North American Ethnology Research
Building a new analytical database from existing ethnographic data sources this project is designed to rigorously compare global instances of Crow-Omaha type kinship systems, and their related variants. A collaboration with Dr. Ward C. Wheeler of the AMNH Invertebrate Zoology Division, the project uses phylogenetic modeling to develop hypotheses about the emergence and evolution of kinship systems globally. As equational structures of linguistic terms denoting reciprocal statuses and interaction rules, kinship systems are rigorously specifiable as formal types, governing marriage rules, and thus social and biological reproduction. Kinship systems may thus provide a key into the understanding of human social evolution. Crow-Omaha systems, which "skew" relatives across generations (so that the same term may be used, for example, to denote an "aunt," a "grandmother," and a "cross-cousin") have proven particularly problematic for analytical explanation. As the type-case of "semi-complex" alliance structures, in Lévi-Strauss’s terms, Crow-Omaha are postulated as interstitial between "elementary" and "complex" systems, offering an important window upon larger patterns of social-system transformation. Our aim is to explain the origin and evolution of these pivotal systems.

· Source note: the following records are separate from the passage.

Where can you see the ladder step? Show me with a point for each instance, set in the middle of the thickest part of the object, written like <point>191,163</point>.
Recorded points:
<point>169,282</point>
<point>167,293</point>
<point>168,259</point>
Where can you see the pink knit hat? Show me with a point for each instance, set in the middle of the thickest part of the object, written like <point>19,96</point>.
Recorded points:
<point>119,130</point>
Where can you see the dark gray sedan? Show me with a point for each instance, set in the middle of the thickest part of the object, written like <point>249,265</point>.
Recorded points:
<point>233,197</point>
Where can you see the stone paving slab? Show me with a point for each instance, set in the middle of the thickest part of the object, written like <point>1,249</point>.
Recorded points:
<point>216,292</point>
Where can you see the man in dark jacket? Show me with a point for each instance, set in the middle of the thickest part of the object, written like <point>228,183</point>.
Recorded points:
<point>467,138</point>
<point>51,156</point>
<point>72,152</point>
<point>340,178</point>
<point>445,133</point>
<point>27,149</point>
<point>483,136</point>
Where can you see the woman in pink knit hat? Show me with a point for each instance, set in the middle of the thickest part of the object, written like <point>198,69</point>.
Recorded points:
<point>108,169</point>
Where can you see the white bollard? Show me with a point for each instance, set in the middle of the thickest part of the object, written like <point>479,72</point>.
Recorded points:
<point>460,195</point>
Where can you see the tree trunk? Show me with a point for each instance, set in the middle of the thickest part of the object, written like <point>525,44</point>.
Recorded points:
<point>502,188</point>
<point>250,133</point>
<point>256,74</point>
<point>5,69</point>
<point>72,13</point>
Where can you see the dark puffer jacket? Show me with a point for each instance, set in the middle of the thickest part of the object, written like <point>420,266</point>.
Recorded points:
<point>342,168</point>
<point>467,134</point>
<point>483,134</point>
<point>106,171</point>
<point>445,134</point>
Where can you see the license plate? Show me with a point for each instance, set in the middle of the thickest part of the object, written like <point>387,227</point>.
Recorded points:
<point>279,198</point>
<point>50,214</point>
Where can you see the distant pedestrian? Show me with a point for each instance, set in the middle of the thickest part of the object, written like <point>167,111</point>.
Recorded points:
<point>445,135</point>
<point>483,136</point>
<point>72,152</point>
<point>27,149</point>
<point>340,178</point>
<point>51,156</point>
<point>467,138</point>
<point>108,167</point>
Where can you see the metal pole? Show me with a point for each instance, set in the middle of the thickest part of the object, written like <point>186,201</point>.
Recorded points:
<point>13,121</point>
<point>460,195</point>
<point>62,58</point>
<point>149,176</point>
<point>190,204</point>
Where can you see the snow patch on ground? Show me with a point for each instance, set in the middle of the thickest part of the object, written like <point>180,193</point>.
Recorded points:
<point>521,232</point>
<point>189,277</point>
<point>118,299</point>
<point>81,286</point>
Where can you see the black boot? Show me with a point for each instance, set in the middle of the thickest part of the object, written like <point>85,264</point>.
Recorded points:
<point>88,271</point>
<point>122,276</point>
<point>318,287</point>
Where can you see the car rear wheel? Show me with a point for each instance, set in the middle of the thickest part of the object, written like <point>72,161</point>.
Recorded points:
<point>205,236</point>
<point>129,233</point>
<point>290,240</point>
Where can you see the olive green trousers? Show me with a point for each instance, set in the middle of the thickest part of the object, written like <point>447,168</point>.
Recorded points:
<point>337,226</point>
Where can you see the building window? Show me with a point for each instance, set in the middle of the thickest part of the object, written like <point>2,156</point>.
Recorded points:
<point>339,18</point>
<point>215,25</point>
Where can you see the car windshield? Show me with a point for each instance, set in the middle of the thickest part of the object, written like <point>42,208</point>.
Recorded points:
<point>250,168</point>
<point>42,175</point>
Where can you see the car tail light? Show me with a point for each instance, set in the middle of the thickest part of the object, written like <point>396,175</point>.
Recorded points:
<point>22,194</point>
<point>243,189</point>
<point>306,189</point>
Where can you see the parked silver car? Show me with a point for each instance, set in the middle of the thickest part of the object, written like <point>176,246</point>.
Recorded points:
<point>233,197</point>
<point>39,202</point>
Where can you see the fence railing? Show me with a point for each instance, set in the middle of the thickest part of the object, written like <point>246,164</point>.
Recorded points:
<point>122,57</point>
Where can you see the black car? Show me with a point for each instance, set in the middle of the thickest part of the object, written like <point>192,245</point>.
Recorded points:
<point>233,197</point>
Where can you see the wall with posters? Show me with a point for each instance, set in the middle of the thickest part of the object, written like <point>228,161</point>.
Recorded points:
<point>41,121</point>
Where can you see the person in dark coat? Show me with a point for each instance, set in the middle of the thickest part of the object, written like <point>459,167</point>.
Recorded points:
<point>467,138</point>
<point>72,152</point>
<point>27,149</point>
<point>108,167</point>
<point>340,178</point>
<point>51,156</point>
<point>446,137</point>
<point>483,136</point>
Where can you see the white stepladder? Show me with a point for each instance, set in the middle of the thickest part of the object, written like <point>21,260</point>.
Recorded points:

This research is supported by the National Science Foundation Anthropology Program (Explaining Crow-Omaha Kinship Structures with Anthro-informatics-PI: Peter M. Whiteley-BCS-0925978; co-PI:W.C. Wheeler). An international group of scholars was convened for an Advanced Seminar, "Transformative Kinship: Engaging the Crow-Omaha Transition," supported by the National Science Foundation (Workshop on Transitions in Human Social Organization-PI: Peter M. Whiteley-BCS-0938505) and The Amerind Foundation. Seminar proceedings have been edited and are in press (Crow-Omaha: New Light on a Classic Problem of Kinship Analysis, Thomas R. Trautmann and Peter M. Whiteley, eds., University of Arizona Press).
Based on fieldwork and archival research, this project examines Cayuga participation in the Revolutionary War and its late 18th and 19th century aftermath for Cayuga society and human geography. The Cayuga split into factions under extreme political and social pressure in the 1780's and 1790's. This research is designed to disclose as much as possible about the social and historical processes at work, and their effects on persistent but changing Cayuga identities.
A "Crow" system, Hopi social structure has informed numerous comparative studies in anthropology, and provides a window onto Ancestral Pueblo archaeology of pre-Columbian times. Current research analyzes transforming social groups and relations through time, based on an extensive analysis of demography and social characteristics over more than century, the basis for which is published in The Orayvi Split: a Hopi Transformation (Anthropological papers of the American Museum of Natural History, no. 87).
"Recording Toponyms to Document the Endangered Hopi Language" is a collaborative project with AMNH Research Associate, Dr. T.J. Ferguson (University of Arizona), and the Hopi Tribe's Office of Cultural Preservation. We are examining Hopi concepts of place and traditional cultural practices in relation to the landscape. Based on interviews with Hopi elders, we are producing a database for use by the scholarly community and by the Hopi Tribe, with the goal to develop new understandings of Native American conceptions of the environment. The project is supported by the National Science Foundation's Documenting Endangered Languages program (BCS-0966588-PI: Peter M. Whiteley; BCS-0965949-PI: T.J. Ferguson).